Les prêts « in fine » ne seront désormais que partiellement déductibles, l’objet étant d’appréhender ce prêt comme si il s’agissait d’un prêt amortissable classique.
■ L’exclusion des prêts de familles Cette clause anti-abus a pour but d’exclure l’ensemble des prêts auprès du redevable ou d’un membre de sa famille : direct, indirect, par l’intermédiaire d’un groupe familial etc. Le conseil constitutionnel a cependant apporté une limite à cette exclusion dans les cas où le contribuable peut justifier du caractère normal des conditions du prêt (échéances, caractère effectif des remboursements), permettant alors d’inclure ces dettes au passif de l’IFI.
■ Les prêts familiaux contractés par l’intermédiaire d’une structure Sont également exclus les prêts contractés directement ou indirectement par une société en vue de l’acquisition d’un bien immobilier, que celui-ci soit auprès d’une société ou d’un redevable.
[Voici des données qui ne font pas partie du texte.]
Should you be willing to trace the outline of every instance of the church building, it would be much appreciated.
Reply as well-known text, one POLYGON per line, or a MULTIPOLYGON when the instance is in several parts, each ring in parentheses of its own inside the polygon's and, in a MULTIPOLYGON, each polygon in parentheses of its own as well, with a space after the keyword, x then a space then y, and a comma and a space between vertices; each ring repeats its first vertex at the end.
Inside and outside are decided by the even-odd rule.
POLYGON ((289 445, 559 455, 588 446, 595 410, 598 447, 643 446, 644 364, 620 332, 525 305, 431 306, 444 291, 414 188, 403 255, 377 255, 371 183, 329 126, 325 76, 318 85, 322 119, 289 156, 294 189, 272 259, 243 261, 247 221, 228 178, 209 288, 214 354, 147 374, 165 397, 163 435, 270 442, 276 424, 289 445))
Cette clause anti-abus pourra avoir pour effet une surévaluation de l’immobilier par les sociétés. La question de l’évaluation des titres de société de façon plus large posera probablement également des problèmes, il conviendra à cet égard d’être rigoureux dans la mesure où le contrôle des valorisations est désormais très aisé pour l’administration.
■ Les sociétés de placements immobiliers (SCI, SCPI, OPCI) / Produits financiers portant sur de l’immobilier Si certes, un amendement adopté à la dernière minute a introduit une exonération d’IFI pour les actionnaires de foncières immobilières cotées (SIIC) détenant moins de 5 % du capital, il n’en est pas de même pour les sociétés civiles (SCI), société civile de placements immobiliers (SCPI) ou encore les contrats d’assurance-vie qui seraient composés de produits portant sur des actifs immobiliers qui se trouvent dans le champ de l’IFI. Cet « immobilier papier » sera donc, sauf dans certains cas, soumis à l’IFI.
En conclusion si la suppression de l’ISF demeure une bonne nouvelle, la limitation de la base imposable du nouvel IFI à l’immobilier va entraîner une rigueur accentuée des services vérificateurs sur les valorisations immobilières retenues et selon nous une vision stricte des exonérations possibles et une attention particulière dans l’application des mesures anti-abus.